This Politico article caught my eye last week. Its title is, “Playing to donors, GOP Groups Spill some Secrets” but, from a MoF perspective, this undersells the article. It is a great look at how, ten years after BCRA, the network of affiliated party groups is different from a formal organization like the RNC.
One interesting contrast is that the outside groups face competitive pressures in the market for donors. Politico (Vogel) reports:
Conservative super PACs and outside groups face the very real possibility they’ll have spent $1 billion and failed to elect Mitt Romney or deliver a GOP Senate.
That means professional political types could have a lot of explaining to do, especially to the rich donors who financed the record spending spree and are wondering if their investment was squandered.
So the operatives running the superPACs and nonprofits are scrambling to prove they made a difference in any way they can. They’re positioning themselves to claim credit for successes, dodge blame for failures and prove that they’re not one-trick ponies that can only do narrowly targeted advertising.
In the short run, outside groups compete for donors by making the case that their group will make the best use of additional funds. In the medium term, groups that fail to achieve their goals may be disappear in a cloud of donors’ disgust.
Contrast this with RNC politics from 2009 to the present. In 2009, Michael Steele was elected RNC chair in an open and fair process. Then, for a variety of reasons (I claim no expertise in RNC politics), his chairmanship came under fire. Still, he was the chairman of the RNC, and critics had little choice but to engage in politics–leaking stories about his mismanagement, urging him to resign, and waiting out the end of his term. Awkwardly.

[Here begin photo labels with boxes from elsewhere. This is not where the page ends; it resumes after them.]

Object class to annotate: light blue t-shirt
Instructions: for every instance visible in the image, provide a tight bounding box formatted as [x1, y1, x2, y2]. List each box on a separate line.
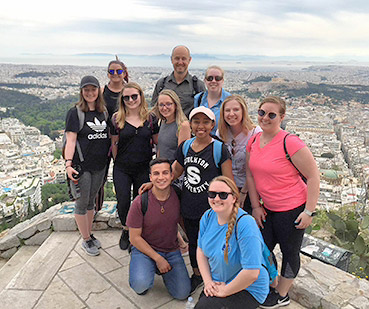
[198, 209, 269, 303]
[194, 88, 231, 135]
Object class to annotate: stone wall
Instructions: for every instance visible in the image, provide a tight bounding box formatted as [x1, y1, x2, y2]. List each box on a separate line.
[0, 203, 122, 259]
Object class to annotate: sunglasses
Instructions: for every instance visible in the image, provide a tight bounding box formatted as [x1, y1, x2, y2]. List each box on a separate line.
[258, 109, 277, 119]
[208, 191, 232, 200]
[123, 93, 138, 102]
[108, 69, 124, 75]
[158, 103, 173, 108]
[205, 76, 223, 82]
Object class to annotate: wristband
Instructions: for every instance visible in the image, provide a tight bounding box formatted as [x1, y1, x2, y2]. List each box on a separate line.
[303, 208, 316, 217]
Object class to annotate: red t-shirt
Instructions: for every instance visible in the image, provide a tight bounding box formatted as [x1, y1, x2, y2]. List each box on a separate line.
[246, 130, 307, 212]
[126, 188, 180, 252]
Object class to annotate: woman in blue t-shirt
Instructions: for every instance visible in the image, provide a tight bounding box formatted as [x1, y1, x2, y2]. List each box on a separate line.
[195, 176, 269, 309]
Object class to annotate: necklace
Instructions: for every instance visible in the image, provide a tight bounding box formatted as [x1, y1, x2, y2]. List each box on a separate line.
[157, 192, 170, 214]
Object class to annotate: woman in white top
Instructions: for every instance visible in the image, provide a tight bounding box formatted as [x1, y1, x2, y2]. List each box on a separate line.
[217, 94, 262, 213]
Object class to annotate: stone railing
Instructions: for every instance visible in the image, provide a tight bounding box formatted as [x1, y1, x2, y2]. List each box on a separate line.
[0, 202, 122, 259]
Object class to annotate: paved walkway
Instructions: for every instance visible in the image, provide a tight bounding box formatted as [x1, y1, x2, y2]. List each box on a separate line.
[0, 230, 303, 309]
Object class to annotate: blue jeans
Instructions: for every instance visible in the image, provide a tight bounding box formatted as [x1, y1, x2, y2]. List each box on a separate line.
[129, 246, 191, 300]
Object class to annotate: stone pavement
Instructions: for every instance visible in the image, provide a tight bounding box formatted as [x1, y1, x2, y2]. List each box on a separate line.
[0, 229, 304, 309]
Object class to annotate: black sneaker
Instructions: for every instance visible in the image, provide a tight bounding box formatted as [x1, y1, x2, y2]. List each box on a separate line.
[82, 239, 100, 256]
[90, 234, 101, 249]
[190, 274, 204, 294]
[260, 290, 290, 308]
[119, 230, 130, 250]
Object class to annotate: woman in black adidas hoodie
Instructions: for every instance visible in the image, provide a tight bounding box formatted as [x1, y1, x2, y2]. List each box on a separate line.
[64, 76, 110, 256]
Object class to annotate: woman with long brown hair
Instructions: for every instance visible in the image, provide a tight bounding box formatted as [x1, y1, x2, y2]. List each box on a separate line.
[112, 82, 159, 250]
[195, 176, 269, 309]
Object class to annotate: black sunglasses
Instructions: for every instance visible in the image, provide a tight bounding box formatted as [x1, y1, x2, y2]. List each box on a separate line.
[108, 69, 124, 75]
[258, 109, 277, 119]
[205, 76, 223, 82]
[123, 93, 138, 102]
[208, 191, 232, 200]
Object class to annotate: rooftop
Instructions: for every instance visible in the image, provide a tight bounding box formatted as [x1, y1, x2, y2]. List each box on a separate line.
[0, 202, 369, 309]
[0, 229, 304, 309]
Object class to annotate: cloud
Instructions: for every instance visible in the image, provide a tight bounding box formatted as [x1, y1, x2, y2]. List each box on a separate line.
[0, 0, 369, 56]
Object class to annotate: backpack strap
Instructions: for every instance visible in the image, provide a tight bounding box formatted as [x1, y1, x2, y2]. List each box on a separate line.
[76, 106, 85, 163]
[213, 139, 223, 168]
[76, 106, 85, 132]
[141, 191, 149, 216]
[192, 75, 200, 97]
[104, 108, 109, 121]
[182, 137, 196, 157]
[194, 91, 204, 107]
[283, 133, 307, 183]
[158, 76, 168, 95]
[182, 137, 223, 168]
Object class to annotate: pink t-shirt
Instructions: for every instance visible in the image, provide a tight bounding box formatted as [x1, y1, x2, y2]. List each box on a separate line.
[246, 130, 307, 212]
[126, 188, 180, 252]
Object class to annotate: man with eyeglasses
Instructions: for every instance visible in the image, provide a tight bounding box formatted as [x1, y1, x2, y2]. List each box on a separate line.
[151, 45, 205, 117]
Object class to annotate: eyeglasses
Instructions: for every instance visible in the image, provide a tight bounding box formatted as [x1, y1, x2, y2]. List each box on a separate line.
[108, 69, 124, 75]
[123, 93, 138, 102]
[208, 191, 232, 200]
[205, 76, 223, 82]
[158, 103, 173, 108]
[258, 109, 277, 119]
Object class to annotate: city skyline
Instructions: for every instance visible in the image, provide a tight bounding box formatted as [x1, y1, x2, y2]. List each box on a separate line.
[0, 0, 369, 63]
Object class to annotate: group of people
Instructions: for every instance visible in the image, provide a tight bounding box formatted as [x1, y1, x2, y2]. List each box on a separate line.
[64, 46, 319, 308]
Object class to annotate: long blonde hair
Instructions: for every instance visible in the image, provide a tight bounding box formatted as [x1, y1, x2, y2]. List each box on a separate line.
[209, 176, 240, 264]
[151, 89, 188, 130]
[218, 94, 256, 141]
[113, 82, 149, 129]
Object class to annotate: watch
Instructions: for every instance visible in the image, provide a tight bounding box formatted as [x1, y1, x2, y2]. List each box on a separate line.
[303, 208, 316, 217]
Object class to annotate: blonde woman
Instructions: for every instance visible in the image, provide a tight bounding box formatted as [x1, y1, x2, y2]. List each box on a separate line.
[216, 94, 262, 214]
[246, 97, 319, 308]
[64, 76, 110, 256]
[195, 176, 269, 309]
[153, 89, 191, 163]
[194, 65, 231, 135]
[112, 83, 159, 250]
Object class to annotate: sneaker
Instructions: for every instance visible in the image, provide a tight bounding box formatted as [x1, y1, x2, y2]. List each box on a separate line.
[190, 274, 204, 294]
[119, 230, 130, 250]
[179, 244, 188, 257]
[90, 234, 101, 249]
[82, 239, 100, 256]
[260, 290, 290, 308]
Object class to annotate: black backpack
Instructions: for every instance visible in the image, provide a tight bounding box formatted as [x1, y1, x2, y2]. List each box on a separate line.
[158, 75, 200, 97]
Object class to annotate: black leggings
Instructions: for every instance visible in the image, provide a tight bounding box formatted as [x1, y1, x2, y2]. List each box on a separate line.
[261, 204, 305, 279]
[183, 218, 200, 268]
[113, 166, 149, 225]
[195, 290, 260, 309]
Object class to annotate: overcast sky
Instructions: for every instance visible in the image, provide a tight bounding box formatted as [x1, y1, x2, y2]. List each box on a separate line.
[0, 0, 369, 60]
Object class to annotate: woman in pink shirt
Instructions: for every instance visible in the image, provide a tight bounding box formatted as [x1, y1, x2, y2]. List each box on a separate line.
[244, 97, 320, 308]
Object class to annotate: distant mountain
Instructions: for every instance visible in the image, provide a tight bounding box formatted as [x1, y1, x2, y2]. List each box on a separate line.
[69, 53, 332, 62]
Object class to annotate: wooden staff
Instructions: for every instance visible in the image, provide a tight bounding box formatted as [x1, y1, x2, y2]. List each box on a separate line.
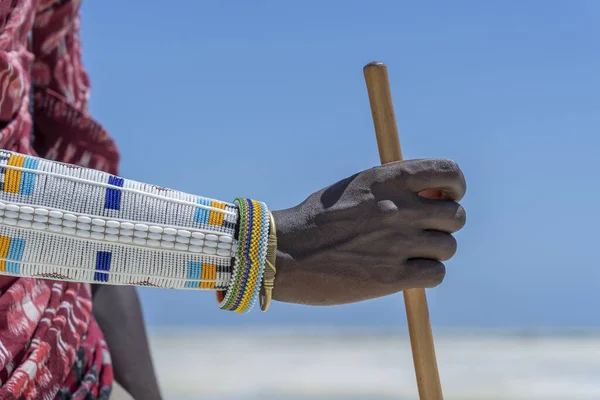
[363, 62, 443, 400]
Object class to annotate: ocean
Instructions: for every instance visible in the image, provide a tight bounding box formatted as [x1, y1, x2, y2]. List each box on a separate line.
[150, 328, 600, 400]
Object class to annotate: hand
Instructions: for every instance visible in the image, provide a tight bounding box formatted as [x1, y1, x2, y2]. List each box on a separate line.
[273, 159, 466, 305]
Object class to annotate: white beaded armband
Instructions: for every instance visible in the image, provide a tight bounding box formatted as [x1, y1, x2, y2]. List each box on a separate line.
[0, 150, 238, 290]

Ten years ago, most of the outside money would have gone to party committees like the RNC in the form of “soft” money, and at any given time the party would have a central leader and a single strategy, e.g. an allocation of funds for advertising vs. voter turnout. The network party of 2012 is more agile, and if you like to fire people who provide services to you, you will love having a range of outside groups to choose from. However, in the 2012 game, the party’s electoral strategy is dictated–at least in part–by the uncoordinated preferences of partisan donors. If they have a taste for, say, vicious attack ads over voter turnout, a party’s overall competitiveness may suffer.